Being a good team player

Have you ever wondered what are the benefits of being a good team player? Is it just a job requirement? Teamwork isn’t just good for the company’s morale; it also sets you up for greater success at your job. Teamwork brings together different points of view and allows for creativity and fresh ideas to flourish. Plus, you have trusted people, and have great support, which means there’s less stress and work solely resting on your shoulders.

Here are some tips that will help you become a great team player:

Meet your deadlines

To earn your co-workers’ support, you have to be reliable, reliability is especially important during group projects; after all, if you miss a deadline, your mistake can negatively affect the entire team.

Be open-minded

Part of being a team player is being open to other people’s ideas and perspectives, this means improving your listening skills and being receptive to feedback from co-workers. So, instead of getting defensive when you receive constructive criticism, see what you can learn from their advice.

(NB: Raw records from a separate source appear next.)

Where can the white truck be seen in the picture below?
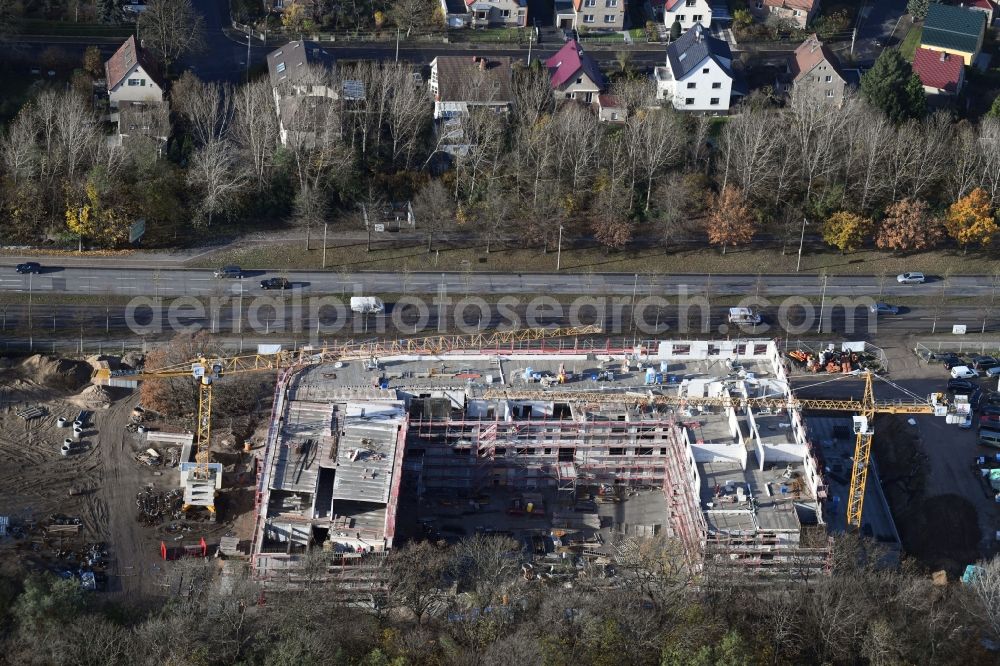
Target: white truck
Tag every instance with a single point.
(367, 305)
(744, 316)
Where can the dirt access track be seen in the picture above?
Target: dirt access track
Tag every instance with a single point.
(96, 484)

Appreciate other people’s work styles

Figuring out how to work well with a variety of personalities can be challenging, particularly in today’s multinational workforce, however, understanding how each of your colleague’s works best can make you a better team player, altering your communication style to different personalities can help you avoid issues with co-workers and work together more efficiently.

Adapt quickly

Not everything you do as a team is going to result in success; there will be plenty of flops along the way. But getting hung up on mistakes only throws a wrench in the gears of progress. That’s why flexibility is one of the key traits of a team player.

Focus on the team’s goals

While you want to differentiate yourself as a “top performer” , it’s still important to focus on the bigger picture when working on a group project, you may have done a great job on the part of a presentation you were responsible for, but that matters very little if the overall project fails to achieve what you needed it to do.